The Story of Grado Headphones
Grados are among the best (and the most expensive) headphones you can buy. The Distance takes a look at what makes them so revered by certain music fans.
When John Grado listens to music, he sits in a comfortable chair with the lights turned down. Sometimes he closes his eyes. He listens for the distinctive xylophone tones in Duke Ellington’s “Malletoba Spank,” and for the sound of individual applause as Eric Clapton strums his guitar at the beginning of a live performance of “Signe.” And when Ella Fitzgerald sings “A Night in Tunisia,” John wants to feel like she’s in the room, serenading him: The moon is the same moon above you…
A customer who puts on a pair of headphones made by Grado Labs, the company John’s uncle founded in 1953, will hear Duke Ellington, Eric Clapton and Ella Fitzgerald the way John hears these musicians. He’s been using these same 15- to 20-second snippets of music for the last two decades to calibrate Grado headphones. The process is carried out in a well-appointed listening room on the top floor of Grado Labs in Brooklyn’s Sunset Park neighborhood. The room’s dark blue walls are decorated with paintings by John’s father; one of them depicts company founder Joseph Grado performing the part of Othello in the Verdi opera. Joseph Grado, who died in February, was a watchmaker, inventor and tenor, and the audio equipment company he started at his kitchen table in 1953 channeled those passions into a viable business that remains under family ownership.

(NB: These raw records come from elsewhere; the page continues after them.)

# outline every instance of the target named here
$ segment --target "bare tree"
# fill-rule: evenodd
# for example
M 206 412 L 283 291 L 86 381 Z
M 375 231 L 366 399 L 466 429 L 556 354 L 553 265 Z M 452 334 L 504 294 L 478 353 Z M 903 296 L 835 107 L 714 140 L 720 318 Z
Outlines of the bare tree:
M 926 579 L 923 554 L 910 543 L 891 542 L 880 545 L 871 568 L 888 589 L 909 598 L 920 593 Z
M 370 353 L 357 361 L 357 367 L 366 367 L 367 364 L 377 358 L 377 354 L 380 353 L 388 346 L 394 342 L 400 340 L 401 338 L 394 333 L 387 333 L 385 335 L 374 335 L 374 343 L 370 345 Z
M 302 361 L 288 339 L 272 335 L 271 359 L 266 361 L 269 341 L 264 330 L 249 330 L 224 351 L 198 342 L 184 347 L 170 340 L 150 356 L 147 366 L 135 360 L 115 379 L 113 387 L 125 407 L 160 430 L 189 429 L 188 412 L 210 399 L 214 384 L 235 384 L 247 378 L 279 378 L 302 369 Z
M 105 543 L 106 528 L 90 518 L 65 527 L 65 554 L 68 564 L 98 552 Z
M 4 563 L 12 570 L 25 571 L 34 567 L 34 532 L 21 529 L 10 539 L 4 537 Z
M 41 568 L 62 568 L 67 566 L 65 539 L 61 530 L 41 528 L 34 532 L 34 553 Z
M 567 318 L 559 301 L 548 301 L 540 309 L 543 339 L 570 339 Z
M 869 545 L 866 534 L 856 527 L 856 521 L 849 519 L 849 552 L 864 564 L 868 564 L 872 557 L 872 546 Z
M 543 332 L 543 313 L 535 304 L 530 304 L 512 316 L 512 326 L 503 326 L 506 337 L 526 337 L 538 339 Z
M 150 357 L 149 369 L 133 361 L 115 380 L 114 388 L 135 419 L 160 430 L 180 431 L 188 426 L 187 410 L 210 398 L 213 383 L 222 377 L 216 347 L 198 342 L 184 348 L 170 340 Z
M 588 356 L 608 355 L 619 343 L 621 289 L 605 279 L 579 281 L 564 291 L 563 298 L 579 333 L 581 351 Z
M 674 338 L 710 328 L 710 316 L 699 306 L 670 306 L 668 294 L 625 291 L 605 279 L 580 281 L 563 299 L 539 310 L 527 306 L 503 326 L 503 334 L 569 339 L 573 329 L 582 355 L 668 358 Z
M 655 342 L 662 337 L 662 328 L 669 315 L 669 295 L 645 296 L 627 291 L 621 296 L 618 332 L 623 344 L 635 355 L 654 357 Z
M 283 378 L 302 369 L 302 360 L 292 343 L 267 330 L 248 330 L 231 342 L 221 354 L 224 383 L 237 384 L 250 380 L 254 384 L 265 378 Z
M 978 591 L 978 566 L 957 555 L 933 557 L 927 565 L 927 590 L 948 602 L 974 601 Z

“Every product we make is a reflection of us,” John says. “We put out what we like, and we’re fortunate that people like what we make. ”
More here–or you can just listen to the podcast.
I agree that Grado’s are among the best headphones out there, but only the very top of the line could be considered among the most expensive. There are excellent Grado’s in the $100-$300 range that blow away anything by Beats, Monster etc. in the same price range. The Grado SR-60’s, at around $120, are an outstanding bargain.